What's the difference between a qualified mortgage loan and a non-QM loan?
A qualified mortgage (QM) loan is a mortgage class that meets specific lender and borrower standards, as outlined in the Dodd-Frank Wall Street Reform and Consumer Protection Act of 2010. The act requires borrowers to show they can pay back the loan on both QM and non-QM loans. QM loans cannot have certain more risky features like negative amortization, balloon payments, or interest-only payments.
A non-QM loan is essentially any loan that doesn't meet the criteria of a QM loan. Lenders use alternative methods of income verification to assist the borrower get approved. Since the loans are not insured, guaranteed, or backed by any government agency, the lender usually keeps the loan in their portfolio.
Who can benefit from a non-QM loan?
Self-employed borrowers who can't provide a W-2 or pay stubs to verify their income are ideal candidates for a non-QM loan. Lenders can look at their bank statements over the past two years to get a clear picture of their income. Other non-QM candidates can include those that have a high net worth without traditionally documented income.
Pros and cons of non-QM loans
With non-QM loans, the lender is assuming most of the risk. Therefore, lenders can impose their own requirements and terms. Generally, lenders tend to be more flexible in their conditions. This could make it easier for a borrower to qualify for a non-QM loan when other mortgage loans aren't an option. Non-QM loans also allow the purchaser to borrow above the conforming limit set by Fannie Mae and Freddie Mac. These loans are also called Jumbo Loans.

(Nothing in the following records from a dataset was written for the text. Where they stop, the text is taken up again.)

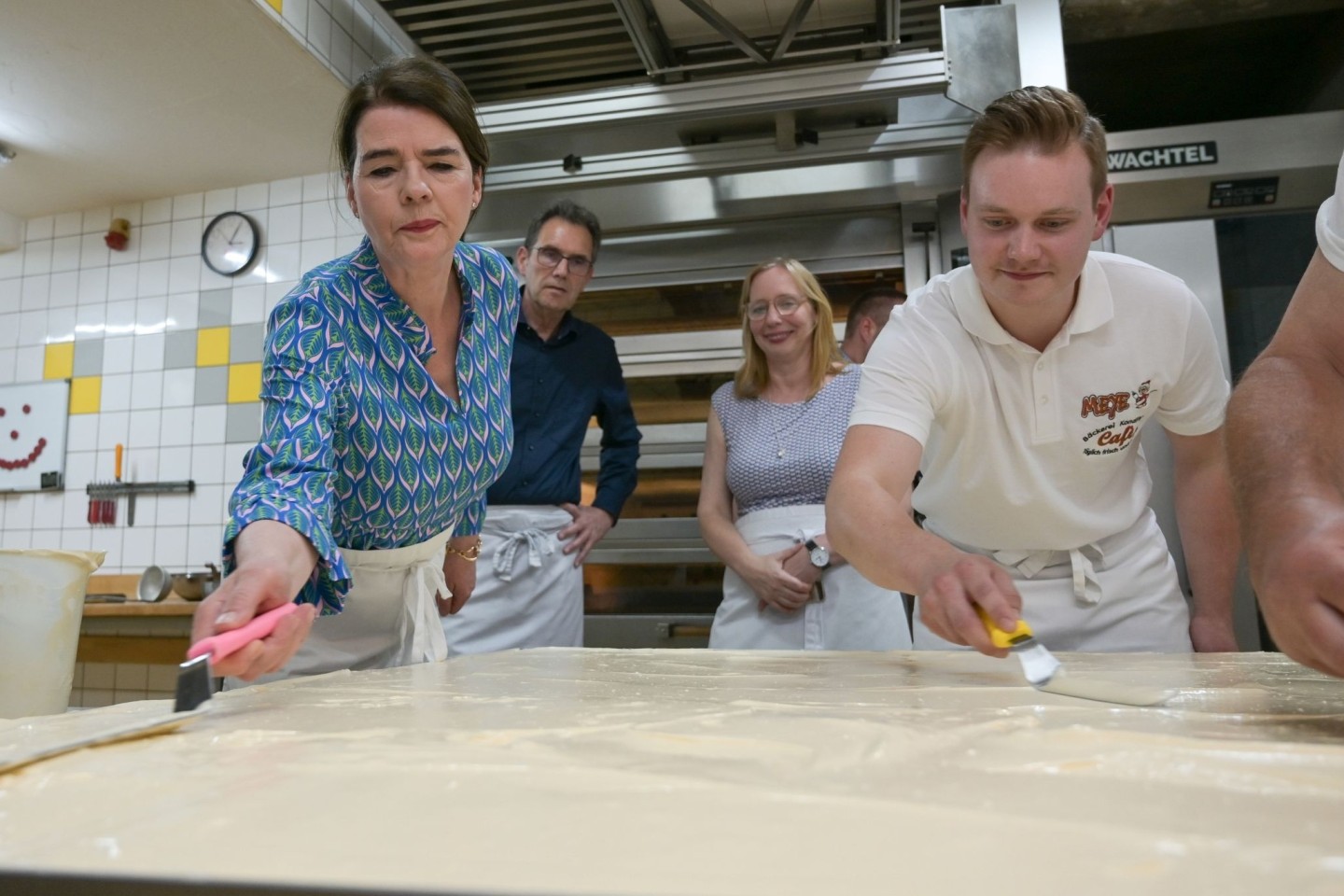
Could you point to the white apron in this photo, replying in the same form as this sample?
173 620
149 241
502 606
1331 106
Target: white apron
851 614
390 617
1120 594
528 593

Non-QM loans are typically kept in a lender's portfolio, whereas QM loans are eligible for sale to secondary market investors. With a non-QM loan, you may be more likely to maintain the relationship of having your original lender as your servicer instead of your loan being sold and serviced by other lenders.
With that, there are some cons to non-QM loans that you should consider. As non-QM loans are not insured, guaranteed, or backed by a government agency, the interest rate or fees may be higher than a QM loan option.
Keeping these pros and cons in mind and your situation in pursuing a non-QM loan will help you determine whether it's the right choice for you. Doing research is critical when selecting the type of mortgage loan.